Мы кланялись стоя, потом праздновали успех в актерском общежитии. Ян и Брюно прилетели на премьеру, заболевшая Жизель осталась в Европе. Друзья увидели, как мне плохо, и пришли в ярость, зудели, что я «гроблю здоровье» ради искусства.

– Это доказывает превосходство духа над телом, – защищался я.

– Загубишь тело – не сможешь демонстрировать силу своего духа!

Слышу, слышу твой голос, мамочка!

Появляются друзья, ведомые Денизой и Робером, и я пожинаю плоды собственной бравады.

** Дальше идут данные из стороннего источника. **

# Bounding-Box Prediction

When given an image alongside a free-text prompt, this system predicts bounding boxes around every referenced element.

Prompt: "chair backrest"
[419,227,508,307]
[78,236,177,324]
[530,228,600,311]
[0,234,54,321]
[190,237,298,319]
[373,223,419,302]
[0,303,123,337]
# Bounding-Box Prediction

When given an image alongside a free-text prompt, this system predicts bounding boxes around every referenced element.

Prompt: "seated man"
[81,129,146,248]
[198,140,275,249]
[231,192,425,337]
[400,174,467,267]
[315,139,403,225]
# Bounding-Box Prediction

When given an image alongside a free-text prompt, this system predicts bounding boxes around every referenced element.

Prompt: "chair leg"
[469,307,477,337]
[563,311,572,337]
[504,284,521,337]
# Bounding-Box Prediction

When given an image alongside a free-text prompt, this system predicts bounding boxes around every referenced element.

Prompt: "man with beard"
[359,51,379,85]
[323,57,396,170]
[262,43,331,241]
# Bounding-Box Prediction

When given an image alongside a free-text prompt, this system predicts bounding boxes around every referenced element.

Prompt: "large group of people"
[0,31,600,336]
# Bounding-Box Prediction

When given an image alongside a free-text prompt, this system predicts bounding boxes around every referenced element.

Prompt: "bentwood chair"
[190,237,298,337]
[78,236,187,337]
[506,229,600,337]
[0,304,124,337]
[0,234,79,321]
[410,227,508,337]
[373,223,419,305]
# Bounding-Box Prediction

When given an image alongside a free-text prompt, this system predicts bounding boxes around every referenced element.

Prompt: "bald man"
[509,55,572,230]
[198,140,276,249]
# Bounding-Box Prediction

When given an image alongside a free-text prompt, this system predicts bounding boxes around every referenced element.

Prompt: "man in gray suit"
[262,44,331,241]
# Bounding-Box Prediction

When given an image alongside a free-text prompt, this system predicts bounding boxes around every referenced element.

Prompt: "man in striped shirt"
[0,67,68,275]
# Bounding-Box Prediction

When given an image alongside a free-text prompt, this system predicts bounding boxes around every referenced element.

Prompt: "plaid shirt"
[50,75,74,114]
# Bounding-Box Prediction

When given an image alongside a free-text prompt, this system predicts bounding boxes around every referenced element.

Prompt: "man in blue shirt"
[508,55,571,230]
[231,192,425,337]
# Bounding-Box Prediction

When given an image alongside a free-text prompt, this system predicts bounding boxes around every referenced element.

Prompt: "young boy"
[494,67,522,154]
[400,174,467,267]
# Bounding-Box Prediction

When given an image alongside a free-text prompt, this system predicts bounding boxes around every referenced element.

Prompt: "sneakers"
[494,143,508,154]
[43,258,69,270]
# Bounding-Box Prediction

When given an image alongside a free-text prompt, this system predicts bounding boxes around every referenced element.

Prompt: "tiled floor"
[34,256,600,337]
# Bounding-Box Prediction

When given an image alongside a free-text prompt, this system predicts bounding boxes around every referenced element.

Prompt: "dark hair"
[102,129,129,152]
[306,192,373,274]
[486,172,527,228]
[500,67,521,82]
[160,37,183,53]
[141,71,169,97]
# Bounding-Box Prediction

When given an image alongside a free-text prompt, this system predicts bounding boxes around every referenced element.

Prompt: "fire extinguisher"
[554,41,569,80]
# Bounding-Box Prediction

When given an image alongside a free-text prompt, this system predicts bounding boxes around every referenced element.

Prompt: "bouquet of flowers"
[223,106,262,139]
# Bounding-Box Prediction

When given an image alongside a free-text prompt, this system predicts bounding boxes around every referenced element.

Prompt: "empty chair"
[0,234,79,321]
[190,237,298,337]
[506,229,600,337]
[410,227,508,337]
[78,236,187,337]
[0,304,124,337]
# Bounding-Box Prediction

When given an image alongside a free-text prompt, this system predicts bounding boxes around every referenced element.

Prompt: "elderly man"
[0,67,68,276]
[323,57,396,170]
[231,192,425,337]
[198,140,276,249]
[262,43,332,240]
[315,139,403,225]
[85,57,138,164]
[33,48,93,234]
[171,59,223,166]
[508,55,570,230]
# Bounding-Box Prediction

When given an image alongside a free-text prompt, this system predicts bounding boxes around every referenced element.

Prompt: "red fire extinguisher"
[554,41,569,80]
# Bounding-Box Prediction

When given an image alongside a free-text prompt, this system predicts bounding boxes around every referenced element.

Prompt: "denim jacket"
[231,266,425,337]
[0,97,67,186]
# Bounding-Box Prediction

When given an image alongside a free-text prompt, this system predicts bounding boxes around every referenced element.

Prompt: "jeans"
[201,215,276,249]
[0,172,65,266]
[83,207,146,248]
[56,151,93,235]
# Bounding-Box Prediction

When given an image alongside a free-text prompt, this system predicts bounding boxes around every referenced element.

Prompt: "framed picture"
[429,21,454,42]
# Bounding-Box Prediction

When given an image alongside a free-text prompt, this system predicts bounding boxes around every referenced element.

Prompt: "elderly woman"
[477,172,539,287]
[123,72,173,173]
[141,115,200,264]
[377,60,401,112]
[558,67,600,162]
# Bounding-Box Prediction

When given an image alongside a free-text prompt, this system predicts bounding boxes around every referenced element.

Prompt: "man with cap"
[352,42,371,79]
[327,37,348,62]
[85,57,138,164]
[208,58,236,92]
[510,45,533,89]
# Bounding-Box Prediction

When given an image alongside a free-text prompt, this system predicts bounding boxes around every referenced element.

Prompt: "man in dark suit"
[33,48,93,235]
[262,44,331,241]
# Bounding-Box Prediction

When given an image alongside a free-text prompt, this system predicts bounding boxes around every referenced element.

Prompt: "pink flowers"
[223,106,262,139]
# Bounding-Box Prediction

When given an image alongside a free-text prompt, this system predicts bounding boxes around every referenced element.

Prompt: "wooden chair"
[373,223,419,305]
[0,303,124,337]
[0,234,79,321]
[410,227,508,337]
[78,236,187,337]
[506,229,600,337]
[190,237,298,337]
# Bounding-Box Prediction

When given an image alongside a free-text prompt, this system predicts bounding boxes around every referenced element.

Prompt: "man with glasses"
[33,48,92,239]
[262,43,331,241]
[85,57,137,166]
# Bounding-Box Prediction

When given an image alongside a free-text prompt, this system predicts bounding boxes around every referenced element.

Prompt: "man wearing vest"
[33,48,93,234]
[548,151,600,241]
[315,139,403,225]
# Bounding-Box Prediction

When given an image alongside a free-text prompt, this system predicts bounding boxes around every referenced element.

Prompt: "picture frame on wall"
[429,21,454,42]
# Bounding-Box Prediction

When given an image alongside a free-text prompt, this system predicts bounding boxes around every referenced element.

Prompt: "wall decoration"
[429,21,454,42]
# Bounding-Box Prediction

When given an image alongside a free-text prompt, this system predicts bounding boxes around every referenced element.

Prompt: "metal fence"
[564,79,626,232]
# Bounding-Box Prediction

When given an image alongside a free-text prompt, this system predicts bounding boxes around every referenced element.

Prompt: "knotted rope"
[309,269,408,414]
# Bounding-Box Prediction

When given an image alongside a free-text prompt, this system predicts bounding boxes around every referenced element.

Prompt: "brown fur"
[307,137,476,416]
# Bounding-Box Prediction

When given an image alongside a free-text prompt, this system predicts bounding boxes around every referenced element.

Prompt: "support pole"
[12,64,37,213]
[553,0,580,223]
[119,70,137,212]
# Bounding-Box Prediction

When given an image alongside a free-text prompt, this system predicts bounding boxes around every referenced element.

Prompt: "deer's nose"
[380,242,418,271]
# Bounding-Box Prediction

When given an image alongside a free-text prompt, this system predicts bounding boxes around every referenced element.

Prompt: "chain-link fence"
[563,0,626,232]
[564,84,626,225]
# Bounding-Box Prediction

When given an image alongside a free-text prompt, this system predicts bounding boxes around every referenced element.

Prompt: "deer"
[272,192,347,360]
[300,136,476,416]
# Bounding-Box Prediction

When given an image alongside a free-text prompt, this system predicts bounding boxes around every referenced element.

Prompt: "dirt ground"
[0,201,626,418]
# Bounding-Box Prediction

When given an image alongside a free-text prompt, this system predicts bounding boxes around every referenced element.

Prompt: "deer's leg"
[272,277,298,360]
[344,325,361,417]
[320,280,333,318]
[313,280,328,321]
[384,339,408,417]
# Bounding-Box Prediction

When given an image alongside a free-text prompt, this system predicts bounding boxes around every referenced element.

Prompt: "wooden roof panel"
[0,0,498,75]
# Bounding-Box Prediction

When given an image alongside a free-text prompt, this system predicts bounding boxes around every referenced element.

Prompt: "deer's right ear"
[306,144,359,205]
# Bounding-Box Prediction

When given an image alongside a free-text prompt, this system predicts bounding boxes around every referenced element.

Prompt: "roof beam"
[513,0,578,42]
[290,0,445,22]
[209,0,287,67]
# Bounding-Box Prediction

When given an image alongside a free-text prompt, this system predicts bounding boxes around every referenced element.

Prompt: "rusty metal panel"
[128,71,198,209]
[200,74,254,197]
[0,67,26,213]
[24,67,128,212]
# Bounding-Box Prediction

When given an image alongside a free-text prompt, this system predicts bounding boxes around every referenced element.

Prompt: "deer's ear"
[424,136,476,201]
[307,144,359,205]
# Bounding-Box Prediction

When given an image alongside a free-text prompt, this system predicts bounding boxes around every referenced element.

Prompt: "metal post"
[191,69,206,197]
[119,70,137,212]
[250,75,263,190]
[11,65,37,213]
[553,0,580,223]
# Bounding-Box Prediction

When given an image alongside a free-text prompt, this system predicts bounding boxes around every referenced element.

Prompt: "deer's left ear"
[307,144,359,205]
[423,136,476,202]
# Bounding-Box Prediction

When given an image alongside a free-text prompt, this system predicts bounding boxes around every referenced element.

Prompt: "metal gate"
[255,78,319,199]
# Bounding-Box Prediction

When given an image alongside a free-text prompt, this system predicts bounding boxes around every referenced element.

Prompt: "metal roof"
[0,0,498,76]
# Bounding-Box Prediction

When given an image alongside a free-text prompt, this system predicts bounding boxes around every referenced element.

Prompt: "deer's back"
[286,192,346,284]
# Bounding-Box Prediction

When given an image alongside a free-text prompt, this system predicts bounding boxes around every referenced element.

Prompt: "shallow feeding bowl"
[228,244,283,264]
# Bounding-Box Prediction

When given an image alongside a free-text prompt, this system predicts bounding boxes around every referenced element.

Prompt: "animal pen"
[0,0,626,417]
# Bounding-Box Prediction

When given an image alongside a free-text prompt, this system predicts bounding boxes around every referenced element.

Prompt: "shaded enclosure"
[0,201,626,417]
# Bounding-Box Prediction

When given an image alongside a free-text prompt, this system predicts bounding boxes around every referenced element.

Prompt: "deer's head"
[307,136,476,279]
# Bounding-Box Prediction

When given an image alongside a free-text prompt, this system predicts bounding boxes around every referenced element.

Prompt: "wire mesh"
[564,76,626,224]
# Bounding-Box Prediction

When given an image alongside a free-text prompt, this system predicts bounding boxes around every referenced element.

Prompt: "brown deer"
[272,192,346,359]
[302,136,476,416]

Забавно, но вид колена, обложенного льдом, вызывает кое у кого скептическую гримаску: они воображают, что я ломаю комедию не на сцене, а сейчас!


* * *

Спектакль имеет успех, колено чувствует себя лучше. Я лежу в номере гостиницы, приговоренный к долгим часам обездвиженности, и вдруг вспоминаю, что близятся мой день рождения и годовщина смерти мамы. Вторая годовщина…

Голова полна обрывков мыслей. Нужно что-то с этим делать.


* * *

Самолет летит над Атлантикой. Я возвращаюсь в Европу. Рейс ночной, пассажиры спят, а я пишу.

Бортпроводницы удивляются:

– Вы совсем не спите, господин Шмитт?

– В самолете – никогда.

Рептильная часть мозга не может смириться с путешествием по воздуху и запрещает мне спать. «Будь бдителен, вдруг что-нибудь случится!»

Другая часть серого вещества возражает: «Этот болван ничего не понимает ни в аэронавтике, ни в механике, ни в информатике и катастрофу не предотвратит!» – но рептильные клетки стоят на своем и будоражат меня.

Спите спокойно, дорогие спутники, я на страже.


* * *

Приземляюсь в Брюсселе, запланировав два срочных дела: навестить Рикленов и сходить на кладбище.

Пора сразиться с фантомами.


* * *

Дом устроился между двумя холмами, в лесистом овраге, по дну которого протекает река. Единственное здание по соседству, старая бумажная фабрика, доживает свой век с выбитыми стеклами и продавленной крышей. Она стала вороньим приютом, вокруг разрослись кусты дикой ежевики. В двадцати метрах от руины застыла водяная мельница, колесо нависает над ручейком, оставшимся от некогда бурного потока.

Таксист высаживает меня у невысоких ворот цвета бычьей крови.

Домик Рикленов похож не на коттедж, а на декорацию коттеджа. На водосточных трубах сидят терракотовые голуби, лаковые бульдоги сторожат крыльцо, в подвесных клетках сидят фарфоровые воробьи, железные мо́били свистят под ветром, на окнах красуются ящики с геранями, вдоль заросшего плющом фасада выставлены глиняные кувшины и жардиньерки – все создает идиллическую буколическую атмосферу.

– Заходи, Эрик, заходи скорее!

Соланж Риклен высунулась в окно, трясет кудряшками и подгоняет меня:

– Ну же, поторопись!

Неужели так заметно, что я торможу?

Рене Риклен открывает низкую дверь, и в воздухе разносится звон колокольчиков.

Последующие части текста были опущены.